Live from the mHealth Summit, Washington DC: John Stratton (pictured), chief operating officer of Verizon Wireless, gave greater detail in his keynote on the kind of services the mobile operator will offer in the mobile health market, and how they can be delivered over its high-speed LTE network.  It follows yesterday’s announcement by the operator that it is developing a range of digital healthcare solutions. Stratton divided the operator’s mhealth services into four categories: mobile clinician; digital care management, virtual care; independent living. All will be delivered over the LTE network. Verizon has studied existing telemedicine deployments which overwhelmingly use low-speed fixed networks. Instead Stratton said the operator could “add important capability in mobility, high bandwidth and cloud-based solutions”.

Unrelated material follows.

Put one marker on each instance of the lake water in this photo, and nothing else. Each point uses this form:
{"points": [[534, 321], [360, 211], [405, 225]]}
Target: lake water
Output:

The operator can manage all aspects of patient care including biometric data, he said. He explained how a patient could use Verizon’s proposed virtual care service to open a video link over LTE from their smartphone or tablet to talk with their physician. The patient could do this from home or work, said Stratton, who argued the potential benefits in particular for rural users. However, Verizon's LTE network is not yet ubiquitous, which could be a limiting factor in these plans, at least in the short term. As it happens the operator will not launch the first of the services Stratton outlined until mid-2012. That service will support patients with key chronic diseases, Stratton said.